Houve um tempo em que me perguntavam qual era a minha profissão e eu titubeava em me dizer psicanalista. Sempre pensava que minha formação era insuficiente para me autointitular dessa maneira. Olho com carinho para essa época, porque essa prevenção era parte neurose e outra parte muito de um cuidado ético com o que veio a ser meu ofício – essa é uma melhor palavra do que profissão.
Um dia entendi que ser psicanalista só acontecia mesmo no cara a cara – ou no cara a divã –, com paciente, em um momento analítico. Aí, então, pude relaxar para deixar essa palavra trabalhar em mim. Enquanto isso, eu ia trabalhando em busca desses tais momentos.

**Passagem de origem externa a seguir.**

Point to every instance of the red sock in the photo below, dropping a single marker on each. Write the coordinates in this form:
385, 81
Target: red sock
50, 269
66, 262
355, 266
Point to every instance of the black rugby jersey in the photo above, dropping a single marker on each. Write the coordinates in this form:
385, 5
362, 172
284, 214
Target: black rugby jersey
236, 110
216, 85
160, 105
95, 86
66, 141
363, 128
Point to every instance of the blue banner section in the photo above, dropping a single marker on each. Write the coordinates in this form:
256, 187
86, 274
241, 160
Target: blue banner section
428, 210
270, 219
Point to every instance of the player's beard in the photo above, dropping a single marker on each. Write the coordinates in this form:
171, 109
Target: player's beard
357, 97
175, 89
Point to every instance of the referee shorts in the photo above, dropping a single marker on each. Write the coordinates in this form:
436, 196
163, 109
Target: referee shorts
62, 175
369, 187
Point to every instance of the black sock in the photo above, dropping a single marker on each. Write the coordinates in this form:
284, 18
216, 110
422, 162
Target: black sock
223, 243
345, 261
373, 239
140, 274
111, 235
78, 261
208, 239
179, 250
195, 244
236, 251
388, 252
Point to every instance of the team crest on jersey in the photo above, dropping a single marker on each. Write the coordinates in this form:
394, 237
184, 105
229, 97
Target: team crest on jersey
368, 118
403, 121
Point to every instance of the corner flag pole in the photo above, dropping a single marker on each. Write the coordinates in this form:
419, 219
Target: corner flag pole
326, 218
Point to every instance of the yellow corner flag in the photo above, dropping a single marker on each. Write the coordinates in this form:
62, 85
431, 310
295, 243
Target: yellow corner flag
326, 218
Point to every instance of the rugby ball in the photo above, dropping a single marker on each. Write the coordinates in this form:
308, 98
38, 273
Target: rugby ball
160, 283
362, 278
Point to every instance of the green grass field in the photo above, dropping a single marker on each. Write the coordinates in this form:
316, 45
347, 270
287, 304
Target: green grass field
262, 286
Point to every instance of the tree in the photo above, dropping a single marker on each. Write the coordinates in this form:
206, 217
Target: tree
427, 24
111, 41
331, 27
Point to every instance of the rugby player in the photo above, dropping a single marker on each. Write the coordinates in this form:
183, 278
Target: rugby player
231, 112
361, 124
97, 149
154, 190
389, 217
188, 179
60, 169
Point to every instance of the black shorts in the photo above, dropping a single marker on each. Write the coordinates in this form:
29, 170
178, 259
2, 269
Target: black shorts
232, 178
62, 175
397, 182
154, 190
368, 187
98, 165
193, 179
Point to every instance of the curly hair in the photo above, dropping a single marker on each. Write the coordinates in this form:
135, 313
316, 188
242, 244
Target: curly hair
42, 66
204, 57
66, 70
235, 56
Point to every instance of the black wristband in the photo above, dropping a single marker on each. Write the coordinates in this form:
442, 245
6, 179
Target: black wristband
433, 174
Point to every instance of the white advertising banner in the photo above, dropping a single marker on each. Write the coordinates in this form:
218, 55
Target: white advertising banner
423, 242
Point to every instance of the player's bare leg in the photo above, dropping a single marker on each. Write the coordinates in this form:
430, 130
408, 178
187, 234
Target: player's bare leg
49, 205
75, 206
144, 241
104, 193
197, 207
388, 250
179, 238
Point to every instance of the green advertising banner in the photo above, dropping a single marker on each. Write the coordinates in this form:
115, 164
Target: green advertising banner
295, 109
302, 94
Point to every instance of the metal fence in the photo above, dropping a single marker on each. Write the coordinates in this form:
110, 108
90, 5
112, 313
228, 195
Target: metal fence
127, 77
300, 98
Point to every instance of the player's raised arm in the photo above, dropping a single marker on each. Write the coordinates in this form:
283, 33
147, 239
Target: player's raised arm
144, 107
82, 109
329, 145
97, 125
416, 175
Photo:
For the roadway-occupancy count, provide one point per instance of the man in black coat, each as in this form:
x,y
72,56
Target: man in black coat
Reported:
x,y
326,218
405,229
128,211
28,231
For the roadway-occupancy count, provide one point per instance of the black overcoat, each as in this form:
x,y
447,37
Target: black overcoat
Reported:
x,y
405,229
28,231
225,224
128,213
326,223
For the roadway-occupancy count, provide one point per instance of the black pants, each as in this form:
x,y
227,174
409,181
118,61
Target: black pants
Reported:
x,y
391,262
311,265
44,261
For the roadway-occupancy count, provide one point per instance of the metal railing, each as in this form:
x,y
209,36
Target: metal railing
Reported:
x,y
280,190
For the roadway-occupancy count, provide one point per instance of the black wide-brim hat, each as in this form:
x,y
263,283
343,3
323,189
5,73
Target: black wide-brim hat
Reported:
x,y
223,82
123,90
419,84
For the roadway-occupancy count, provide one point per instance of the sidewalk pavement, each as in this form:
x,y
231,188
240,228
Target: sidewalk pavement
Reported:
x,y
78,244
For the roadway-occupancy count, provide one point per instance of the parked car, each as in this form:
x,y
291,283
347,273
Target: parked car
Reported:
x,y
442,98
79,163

Quer nas andanças nas políticas públicas na Argentina e no Brasil, ou na estabilidade mais quadrada do consultório particular, acompanhei coisas bem diversas no sentido humano e psicopatológico mesmo – que, aliás, talvez seja ainda mais humano. Uma boa quantidade de neuroses velhas, daquelas de livro, e uma enormidade de neuroses novas, dessas que vêm com roupa de liberalismo. Já ouvi psicoses começadas com estrondo se transformarem em quadros estáveis. E vi pessoas plácidas transbordarem mais do que chope em dia quente. Também escutei delírios eloquentes que encontraram acolhimento e alojamento no social. Tive casos mais raros de sujeitos melancólicos que não cederam à mania ou ao suicídio, mas toleraram com dignidade e com menos obscenidade a visão crua que carregavam do mundo.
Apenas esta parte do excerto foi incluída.